A lot of people have referred to Rafa Benitez’s first match in charge of Liverpool as the first league game of the 2004-5 season, although his official debut was actually a few days earlier. It was really the qualification round of the Champions League which pitted him against the Austrians Sturm Graz. Apart from being a significant moment in the coach’s career, that game also has another particularly memorable significance. Whilst Steven Gerrard was giving the opposition a hard time with 2 sensational goals, Michael Owen was watching the match from the subs bench.
People who enjoy superficially analysing the short-term transfer market will always point out the departure of one of the best strikers in the world as a mistake by Rafa in his transfer policy. Taken out of context no doubt this is true. Ian Rush’s successor went to Madrid for £8.5 million plus an almost unknown player called Antonio Nunez who hardly made an impact in his year at Melwood. Not good business. However, if we take in to account that we are talking about a player who is finishing his contract and had publicly announced his desire to leave, this changes things. And in the offices of Anfield they know this only too well. McManaman, the guy who wore the number 7 Liverpool shirt in the nineties and was under no pressure at all, had left the club through the back door and for no transfer fee to fill the coffers.
It was the last night for ‘wonder boy’ at Anfield. But above all, it was the first night for a coach who would re-establish the football order of the eighties, defending the kopites interests as if he were one of them. And it wasn’t easy. Firstly because the easy thing to do for a newcomer would have been to put up with the whims of an exploding star for a year and not take the decision to sell him which would be misunderstood by those outside. Secondly because it usually takes time to get used to the culture of a club’s fans but in this case it took only a few days. This is how it all began. With a 0-2 away result in a qualifying match and Michael Owen packing his bags.

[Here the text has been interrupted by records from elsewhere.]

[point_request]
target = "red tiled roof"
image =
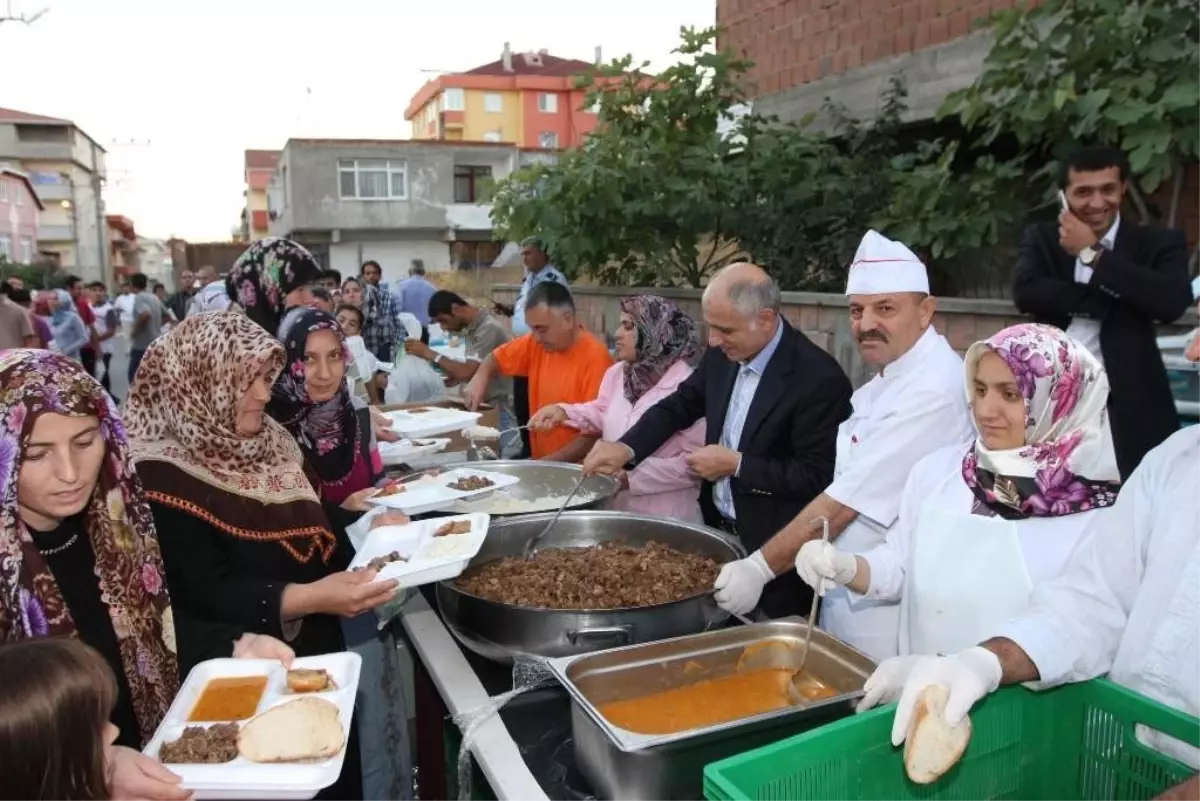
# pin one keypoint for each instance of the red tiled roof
(12, 115)
(551, 66)
(262, 158)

Intelligent people recognise the situation and recognise that Rafa had no say in the situation. The England manager at the time had more influence over Owen than the Liverpool manager.

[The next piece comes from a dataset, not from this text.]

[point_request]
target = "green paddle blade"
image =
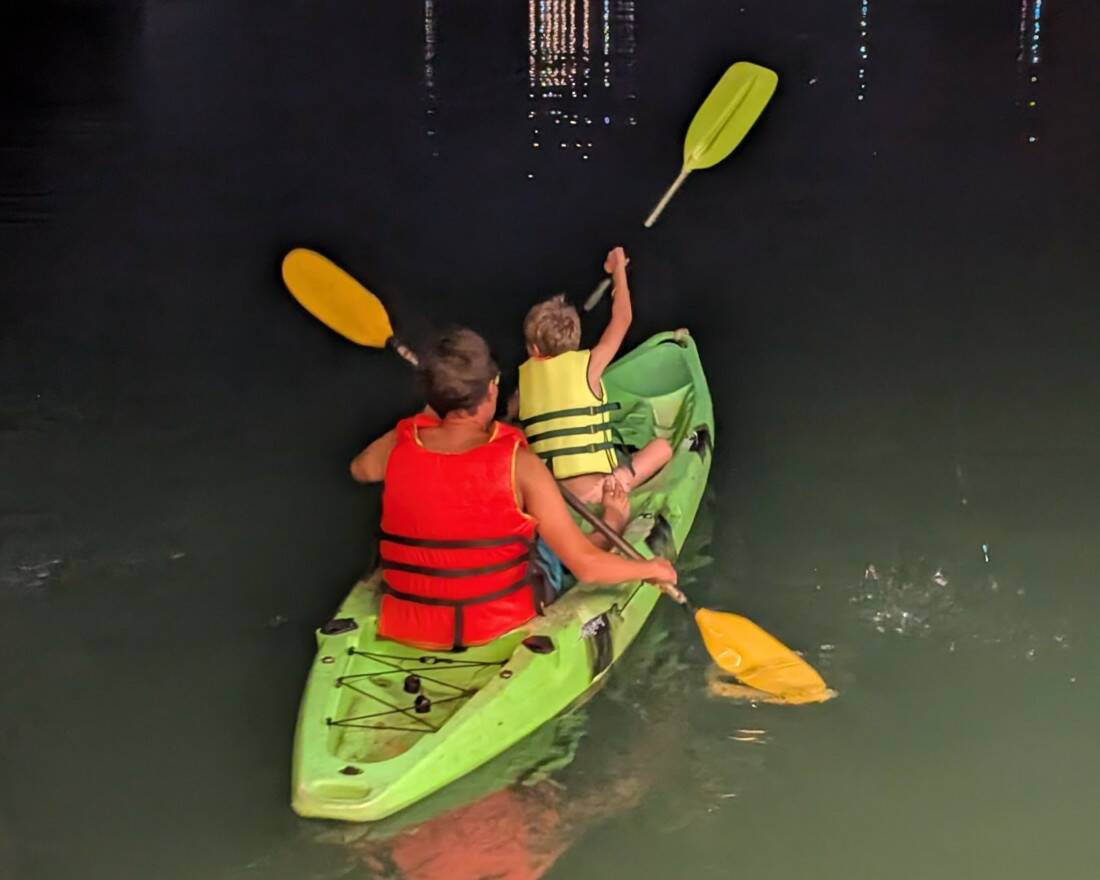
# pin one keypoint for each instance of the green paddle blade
(727, 114)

The smartest thing with regards to Owen was not re-hiring him when he left Newcastle. He was an aging player whose best days were well behind him, he had a terrible injury record and would prevent others from flourishing, his priority was self, country then club.
mr fe***s*n was applauded by the media for the pay as you go deal but if he had been at Liverpool, we would never have heard the end of the "experts" demanding he start all the time. No-one dares to say anything against frog*s*n. How many games has he played?!
Some people only understand years later, some people understand at the time, and some ... just never understand at all ....
GAK is the local rival from Sturm Graz.